Occupy Wall Street Turns to Foreclosure, Eviction Defense
Alfredo Carrasquillo got a resounding welcome when he and his family moved into their new home on Tuesday. Hundreds of people stood in a steady drizzle to celebrate and listen to speeches from a procession of community figures, activists and elected officials.
Carrasquillo could soon be evicted, but that did not seem to diminish anyone's enthusiasm. The house was one of many vacant properties in the chronically impoverished Brooklyn neighborhood of East New York, which has been hollowed out by a soaring foreclosure rate five times that of New York state, and community organizations allied with Occupy Wall Street helped Carrasquillo and his family move in as part of a national day of action targeting foreclosures.
Under the gaze of police officers stationed on a nearby rooftop, a minister named Patricia Malcolm addressed the fact that Carrasquillo's homecoming could be short-lived.
Somebody told me that this is illegal, she said.
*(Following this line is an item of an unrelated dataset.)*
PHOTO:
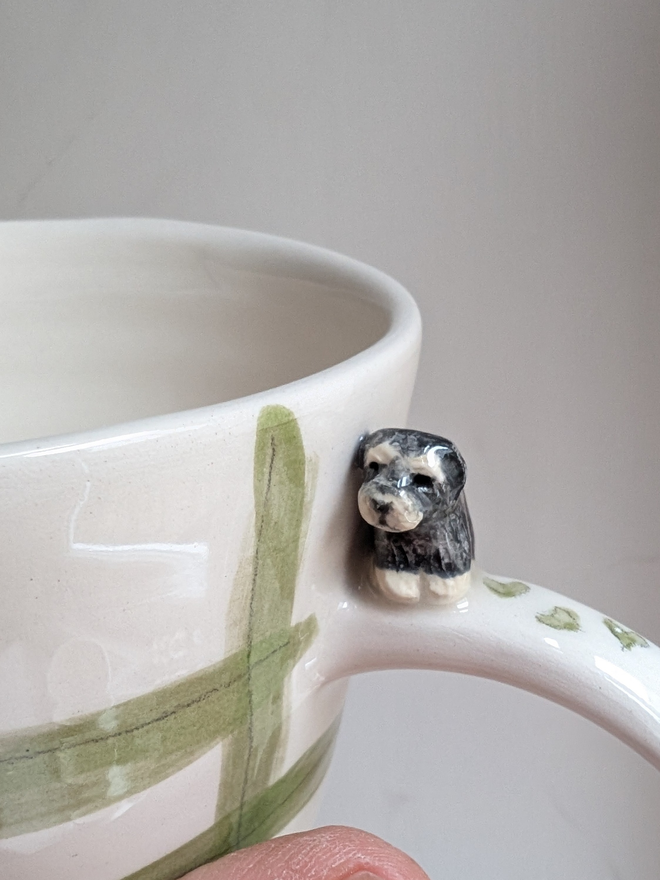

But let me ask you a question: how legal was it to take us out of our homes?
Civil Disobedience Preventing Eviction - a Powerful Tactic?
As the country continues to grapple with the devastating aftermath of the housing market's collapse -- Michelle Meyer, an analyst for Bank of America, estimated to Business Insider that another eight million homes could go into foreclosure in the next four years, which would bring the total since 2007 to 14 million -- acts of civil disobedience centering on foreclosures and evictions represent a powerful tactic for the Occupy Wall Street movement.
Today is the beginning of a new phase in the Occupy movement, a protester told a group en route to Tuesday's action. Today we're shifting to reclaiming our public spaces, to reclaiming our homes from the corporations that have taken them from us.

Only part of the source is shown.